Leaving the main issue momentarily, how many people, and what kind did believe this? I’m curious. As a child my father’s business brought him into contact with people from the USSR and associated states. Visitors were in our home in the 60’s, and he traveled in the USSR around 1970 as relationships began the slow thaw. Although the official line was always that the US exagerrated and misunderstood the state philosophy, they also let out that they didn’t believe in it at all. And in the end, every one of them, after claiming to only be scientists and engineers, turned out to be closely associated with the KGB (which was no surprise).

Their association was no surprise, that’s true, because the ONLY people who were allowed out of the country in those times were the ones associated with the “organs” (the KGB). It was a self-selected sample :slight_smile:

As for who believed this - surprisingly many people did. Not the “sophisticates” - the intelligentsia rarely held such views, and neither did the KGB apparatchiks who were familiar with the West. But the country held 240 million people, most of whom had absolutely no way of finding out anything that countered official relentless and all-pervasive propaganda. So I would say the majority of people in the Soviet Union in the 60s (less in 70s) did hold the views I described.

Back to LHO and his wife leaving USSR - I just talked to my dad, who lived in the country his first 40 years, and was in his 20s during that time. He says that LHO and his wife being allowed to leave was absolutely extraordinary, according to what he remembers. So it’s not just me :slight_smile:

Oh, I “get” them well enough. Wasn’t the practice to use pseudo-psychiatry as a state tool to imprison native Soviets? I rather doubt it’s such an efficient well-oiled machine when dealing with foreign nationals who are actually mentally ill.
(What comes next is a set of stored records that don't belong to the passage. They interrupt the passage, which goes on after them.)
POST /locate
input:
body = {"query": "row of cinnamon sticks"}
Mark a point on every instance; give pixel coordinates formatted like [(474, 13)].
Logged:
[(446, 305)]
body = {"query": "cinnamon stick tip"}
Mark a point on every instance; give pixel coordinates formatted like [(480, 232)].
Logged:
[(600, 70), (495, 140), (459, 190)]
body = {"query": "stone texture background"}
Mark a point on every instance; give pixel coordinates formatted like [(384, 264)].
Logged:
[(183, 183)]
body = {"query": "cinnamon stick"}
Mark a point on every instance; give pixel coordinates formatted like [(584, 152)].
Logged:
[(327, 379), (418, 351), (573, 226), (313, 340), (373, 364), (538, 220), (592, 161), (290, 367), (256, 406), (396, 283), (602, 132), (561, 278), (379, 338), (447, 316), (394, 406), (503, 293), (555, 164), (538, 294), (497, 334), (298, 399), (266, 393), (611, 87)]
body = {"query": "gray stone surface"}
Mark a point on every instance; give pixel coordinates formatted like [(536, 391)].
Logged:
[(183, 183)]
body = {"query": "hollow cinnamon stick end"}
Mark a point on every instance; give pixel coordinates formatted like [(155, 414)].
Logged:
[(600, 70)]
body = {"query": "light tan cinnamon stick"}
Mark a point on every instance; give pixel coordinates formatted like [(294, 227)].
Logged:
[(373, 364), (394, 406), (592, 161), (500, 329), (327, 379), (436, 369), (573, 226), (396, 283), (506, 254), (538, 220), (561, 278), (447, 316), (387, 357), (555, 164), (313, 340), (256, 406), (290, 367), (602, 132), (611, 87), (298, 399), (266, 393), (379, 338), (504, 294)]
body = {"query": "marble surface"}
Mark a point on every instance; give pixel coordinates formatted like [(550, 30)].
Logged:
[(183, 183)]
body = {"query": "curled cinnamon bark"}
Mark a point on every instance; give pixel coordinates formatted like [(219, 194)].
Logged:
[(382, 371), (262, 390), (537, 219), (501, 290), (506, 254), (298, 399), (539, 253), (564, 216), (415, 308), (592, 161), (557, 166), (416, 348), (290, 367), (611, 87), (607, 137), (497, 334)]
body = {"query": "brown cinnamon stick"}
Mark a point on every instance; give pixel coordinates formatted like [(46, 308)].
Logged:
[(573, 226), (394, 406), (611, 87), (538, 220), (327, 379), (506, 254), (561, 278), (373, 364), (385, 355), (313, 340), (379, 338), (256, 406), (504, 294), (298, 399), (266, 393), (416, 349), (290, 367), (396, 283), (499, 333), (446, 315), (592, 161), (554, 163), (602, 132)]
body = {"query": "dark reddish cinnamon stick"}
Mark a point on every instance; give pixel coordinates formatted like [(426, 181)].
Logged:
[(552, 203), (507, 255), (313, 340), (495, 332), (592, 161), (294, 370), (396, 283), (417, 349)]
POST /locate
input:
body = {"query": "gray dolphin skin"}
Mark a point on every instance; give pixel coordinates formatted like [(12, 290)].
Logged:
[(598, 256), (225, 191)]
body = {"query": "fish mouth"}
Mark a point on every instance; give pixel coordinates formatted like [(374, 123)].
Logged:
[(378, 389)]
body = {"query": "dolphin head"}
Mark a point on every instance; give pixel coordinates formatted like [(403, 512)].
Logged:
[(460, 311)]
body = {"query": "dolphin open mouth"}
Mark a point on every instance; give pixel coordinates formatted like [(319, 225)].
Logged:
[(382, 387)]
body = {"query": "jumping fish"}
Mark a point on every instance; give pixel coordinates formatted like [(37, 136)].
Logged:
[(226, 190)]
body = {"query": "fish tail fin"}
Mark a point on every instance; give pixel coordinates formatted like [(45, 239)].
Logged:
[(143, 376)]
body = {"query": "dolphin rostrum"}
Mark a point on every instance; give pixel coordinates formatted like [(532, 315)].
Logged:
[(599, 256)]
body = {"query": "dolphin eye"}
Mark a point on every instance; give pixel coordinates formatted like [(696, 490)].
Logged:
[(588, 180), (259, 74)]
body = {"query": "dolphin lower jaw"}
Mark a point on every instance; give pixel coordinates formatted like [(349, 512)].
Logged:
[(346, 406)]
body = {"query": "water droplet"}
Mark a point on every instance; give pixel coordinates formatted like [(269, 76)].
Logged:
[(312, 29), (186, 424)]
Keeping Oswald means having to invest the time and effort to monitor him, for no benefit since the propaganda value of his defection was nil and he had no useful information or skills. Killing him turns a trivial nuisance into a potentially minor problem (perhaps handing the Americans the propaganda victory of painting the now-martyred Oswald as a Soviet victim, and of course the Soviets could never be 100% sure that this wasn’t an opportunity the Americans were waiting for, despite their otherwise indifferent attitude toward Oswald). Letting him leave, though, makes him someone else’s problem.

In any case, even various native Soviets have managed to legally emigrate at various times, so painting the entire country as some kind of giant roach motel isn’t convincing.
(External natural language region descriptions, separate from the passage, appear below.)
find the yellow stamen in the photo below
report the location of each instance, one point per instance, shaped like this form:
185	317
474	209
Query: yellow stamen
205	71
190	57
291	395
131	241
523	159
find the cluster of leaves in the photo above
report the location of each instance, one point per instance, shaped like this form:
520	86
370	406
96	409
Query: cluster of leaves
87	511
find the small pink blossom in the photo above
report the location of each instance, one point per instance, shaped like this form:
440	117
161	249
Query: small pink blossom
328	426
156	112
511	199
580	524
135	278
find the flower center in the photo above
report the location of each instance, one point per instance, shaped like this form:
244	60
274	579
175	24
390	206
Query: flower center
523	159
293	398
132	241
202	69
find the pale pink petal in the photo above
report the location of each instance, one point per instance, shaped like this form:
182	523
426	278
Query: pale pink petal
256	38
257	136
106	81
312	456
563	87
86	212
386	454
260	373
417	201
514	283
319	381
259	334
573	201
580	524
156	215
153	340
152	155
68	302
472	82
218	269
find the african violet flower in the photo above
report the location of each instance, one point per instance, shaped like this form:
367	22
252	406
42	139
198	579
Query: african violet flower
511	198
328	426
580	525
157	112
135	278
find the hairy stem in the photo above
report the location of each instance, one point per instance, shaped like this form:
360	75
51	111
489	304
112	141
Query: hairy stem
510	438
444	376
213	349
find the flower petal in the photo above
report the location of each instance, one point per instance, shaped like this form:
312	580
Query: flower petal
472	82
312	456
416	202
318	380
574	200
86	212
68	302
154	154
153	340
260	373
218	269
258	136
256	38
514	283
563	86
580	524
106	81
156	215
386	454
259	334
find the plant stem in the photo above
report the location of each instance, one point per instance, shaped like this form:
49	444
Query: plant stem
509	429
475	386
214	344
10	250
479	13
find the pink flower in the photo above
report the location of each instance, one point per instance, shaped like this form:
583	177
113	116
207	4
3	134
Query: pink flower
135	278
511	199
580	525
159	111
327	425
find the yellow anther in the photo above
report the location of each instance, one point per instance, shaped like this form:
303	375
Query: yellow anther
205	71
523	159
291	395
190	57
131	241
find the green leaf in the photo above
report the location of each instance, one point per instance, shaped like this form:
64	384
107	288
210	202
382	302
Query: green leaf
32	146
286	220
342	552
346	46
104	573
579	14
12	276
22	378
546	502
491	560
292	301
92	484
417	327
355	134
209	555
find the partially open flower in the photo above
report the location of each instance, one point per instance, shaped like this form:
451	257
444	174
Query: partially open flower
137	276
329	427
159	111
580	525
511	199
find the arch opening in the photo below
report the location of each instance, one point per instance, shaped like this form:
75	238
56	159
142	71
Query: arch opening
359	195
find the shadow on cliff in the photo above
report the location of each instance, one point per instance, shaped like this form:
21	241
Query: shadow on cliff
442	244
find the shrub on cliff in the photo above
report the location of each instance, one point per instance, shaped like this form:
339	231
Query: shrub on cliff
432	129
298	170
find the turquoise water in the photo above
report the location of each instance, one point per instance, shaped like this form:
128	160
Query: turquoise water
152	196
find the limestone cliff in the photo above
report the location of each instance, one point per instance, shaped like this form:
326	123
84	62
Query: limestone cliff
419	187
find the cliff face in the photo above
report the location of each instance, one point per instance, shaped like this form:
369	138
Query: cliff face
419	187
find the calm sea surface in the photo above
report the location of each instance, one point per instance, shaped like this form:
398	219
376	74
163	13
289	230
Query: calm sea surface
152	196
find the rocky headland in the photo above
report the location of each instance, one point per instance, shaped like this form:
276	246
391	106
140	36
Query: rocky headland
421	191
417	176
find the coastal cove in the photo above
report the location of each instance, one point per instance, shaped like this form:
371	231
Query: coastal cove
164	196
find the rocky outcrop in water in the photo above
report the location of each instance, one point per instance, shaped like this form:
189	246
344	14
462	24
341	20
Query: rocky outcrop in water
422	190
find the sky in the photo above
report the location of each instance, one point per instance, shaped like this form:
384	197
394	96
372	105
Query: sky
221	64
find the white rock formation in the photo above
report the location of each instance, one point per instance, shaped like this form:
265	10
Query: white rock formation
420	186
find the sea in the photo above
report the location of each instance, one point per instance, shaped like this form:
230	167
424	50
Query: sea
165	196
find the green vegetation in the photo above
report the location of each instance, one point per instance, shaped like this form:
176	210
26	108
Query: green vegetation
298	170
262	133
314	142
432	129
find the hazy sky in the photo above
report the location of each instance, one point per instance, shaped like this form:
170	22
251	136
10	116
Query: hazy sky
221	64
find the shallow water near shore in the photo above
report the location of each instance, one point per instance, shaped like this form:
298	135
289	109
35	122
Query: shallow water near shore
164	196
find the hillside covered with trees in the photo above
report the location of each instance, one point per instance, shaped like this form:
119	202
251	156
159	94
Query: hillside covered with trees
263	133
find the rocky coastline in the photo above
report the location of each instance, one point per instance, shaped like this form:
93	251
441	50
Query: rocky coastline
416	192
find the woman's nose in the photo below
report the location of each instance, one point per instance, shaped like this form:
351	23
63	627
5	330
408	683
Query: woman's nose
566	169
Meh, sure… and I guess somebody in the USSR eventually got in trouble for having allowed it, not for letting Oswald “escape”, but for opening the USSR to potential embarrassment and accusations after Kennedy was killed. Even then, far more unusual things than this have occurred.

Do go on…

Well, that’s just it - nobody in the U.S. cared about him when he was alive. If the Soviets kill him, though, Oswald potentially becomes valuable to the Americans as a martyr. So they have this schmo of no particular personal value, keeping him is a nuisance, killing him is a problem… so dump him and let him be someone’s else’s headache. In hindsight, of course, they would have acted differently.

Wouldn’t we all.

I have this theory that the Cuban ex-pats took revenge on Kennedy for sitting back and doing nothing while their friends and relatives were dying on the beaches after Kennedy promised support. How exactly they managed to dupe Oswald to do their bidding, and exactly how much help they gave him, I don’t know.